In the ninth round, again the heads were coming together. Campbell's shots were now harder, clearly, and Diaz looked to be in trouble. No longer the punching machine, Diaz, it was clear, was in the sort of hole he had not experienced to this point. Campbell won the stat war in this round, 43-74 to 16-51.
In the eighth, the action was tight, was else is new? One had to wonder what the judges were seeing. I was seeing tight, tight rounds, that could go either way.
In the seventh round, the cut bothered Diaz. But he did not alter his fighting style; he kept his head down, as did Campbell, and the two kept banging away.
In the sixth round, the pace slowed a tad. Compared to that heavyweight fiasco that tortured us all though it was a mile a minute action. Campbell had a point deducted for a butt, which opened up the slice on Diaz' left eye that much more. The ref then let Diaz' corner touch up the cut. On further review, one could see that a punch exacerbated the damage.

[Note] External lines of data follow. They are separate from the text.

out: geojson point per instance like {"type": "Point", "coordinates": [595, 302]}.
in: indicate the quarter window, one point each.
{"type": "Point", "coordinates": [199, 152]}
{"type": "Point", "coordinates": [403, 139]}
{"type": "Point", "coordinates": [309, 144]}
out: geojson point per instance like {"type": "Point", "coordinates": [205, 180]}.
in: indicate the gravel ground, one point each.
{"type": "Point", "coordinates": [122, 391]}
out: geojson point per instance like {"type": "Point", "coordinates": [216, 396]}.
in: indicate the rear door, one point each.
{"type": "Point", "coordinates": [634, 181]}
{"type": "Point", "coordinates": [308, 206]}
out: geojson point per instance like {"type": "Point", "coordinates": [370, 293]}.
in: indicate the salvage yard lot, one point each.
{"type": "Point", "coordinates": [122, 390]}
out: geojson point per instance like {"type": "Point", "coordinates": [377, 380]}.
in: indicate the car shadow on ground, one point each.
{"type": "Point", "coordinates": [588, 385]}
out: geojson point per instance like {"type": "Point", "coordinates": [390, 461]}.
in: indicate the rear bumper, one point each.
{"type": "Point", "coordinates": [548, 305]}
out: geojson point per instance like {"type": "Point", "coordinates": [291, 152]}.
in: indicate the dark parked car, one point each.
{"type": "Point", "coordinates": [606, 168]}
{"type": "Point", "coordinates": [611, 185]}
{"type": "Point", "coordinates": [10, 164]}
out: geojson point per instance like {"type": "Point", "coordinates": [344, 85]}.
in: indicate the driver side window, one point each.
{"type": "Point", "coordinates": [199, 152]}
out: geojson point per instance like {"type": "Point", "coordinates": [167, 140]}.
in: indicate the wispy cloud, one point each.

In the fifth round, both men continued the toe to toe tangle. No one chose to jab and move, to this point, but with about a minute left, Campbell started to move more. He moved backwards, and Diaz pursued. Diaz may have stolen the round when he pinned Campbell on the ropes and let loose with seconds to go.
In the fourth round, both men lead, and countered, keeping up the furious pace. Diaz landed well, and Campbell shook his head and told him that it didn't affect him. Campbell scored well with left hooks, and Diaz worked his right hand to good effect.
In the third, Diaz was a bit busier and more accurate, though there was some swelling on Diaz' eye that looked like it could get uglier. The two fighters landed 211 punches through the third round.
The blistering pace continued in the second. Both men were sharp in their punch placement. Campbell found a home for uppercuts here, and looked like a man ten years younger. Will his energy hold up down the line, you had to wonder. Campbell screamed at Diaz after the round, promising he'd be in his face the whole night.
In the first, it was bombs away from the get go. Both men invested from the start in a body attack. No Klitschko/Ibragimov here, for sure. A butt from Campbell opened a slice over Diaz' left eye.
After the upset, Campbell weighed in: “I knew he couldn’t take it. I knew I was the bigger puncher. I could out-box him or out-punch him. My team and I said all along we saw a lot of hype with Juan Diaz but we didn’t see the substance. I said I was going to take him out into the deep water and drown him and that’s what I did. I better have won. I won the last five or six rounds. I won this for Don King. I will never disrespect him the way Juan Diaz did. There’s a tattoo on my back that simply says, ‘fighter’ and that’s what I am and what I proved tonight.”